One thing to try is write the opening scene WITHOUT ANY character descriptions, then go back and read it. Places that feel natural to include you brooding male running a large hand through his dark curly hair go for it. Places where it feels natural to include the fact that your slender female can shimmy between buildings, go for it! Places where your blonde panics because someone spilt red cool-aid on her hair go for it!

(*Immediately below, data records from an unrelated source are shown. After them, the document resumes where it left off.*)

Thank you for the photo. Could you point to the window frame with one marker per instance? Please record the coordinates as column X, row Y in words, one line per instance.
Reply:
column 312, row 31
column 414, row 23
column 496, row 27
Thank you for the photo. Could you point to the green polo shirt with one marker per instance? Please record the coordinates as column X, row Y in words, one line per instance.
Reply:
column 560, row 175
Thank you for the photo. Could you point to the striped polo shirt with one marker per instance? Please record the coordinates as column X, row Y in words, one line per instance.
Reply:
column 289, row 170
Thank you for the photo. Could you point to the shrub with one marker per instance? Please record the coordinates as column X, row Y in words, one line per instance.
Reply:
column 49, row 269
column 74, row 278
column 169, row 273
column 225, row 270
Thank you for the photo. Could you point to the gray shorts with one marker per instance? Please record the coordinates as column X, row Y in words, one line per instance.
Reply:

3) Starting in the wrong time


In my example, I started WAY early. The story didn't start until at least a full page in, and that is a problem. So how do you decide where is the right place to start? Think about your story. Where do things actually start? Was there a huge war critical to the current plot? Start there. But Rebekah, that means I have to write an entire book before this story! Yes, yes it does. If you spend a lot of time having to give flashbacks and backstory in your current WIP, then your story actually started back then. Well, what about prologues? There's the kicker! If you can't afford your reader not knowing the information it has to show up in the story. People don't always read prologues, and you have to assume your reader didn't read it. Either condense the back story or give it its own book to flourish in.


4) Screw the rules!


Seriously? All that information just to say "eh, what the heck. Just do whatever." Yes, sir/ma'am! At the end of the day anything that keeps your from starting your WIP is an enemy, so if the rules are a hang up don't follow them the first time around. You've read the first draft of my opener, and now you know everything wrong with it (well, maybe not everything, but the bulk of its problems). But it was a start. From that mess I could pull a few nuggets of gold and kept refining it until it reached a level I never would have expected. Do whatever it takes to get the ball rolling. Don't be afraid of writing trash! You can rewrite trash, but you can't rewrite a blank page.


The current opening paragraph for Defenders of Radiance: The Ajoiner Realm


"Warren stood on the battle-scarred streets of Fortitude, wiping blood from his sword. He stared at the blade in his hand, the pommel no longer glimmered, the leather grip worn and stained, the blade scratched by war. How many more years would he spend like this? He had little time to rest before a shriek echoed a few streets away. His eyes flicked open, and his thick muscles coiled. The western district again."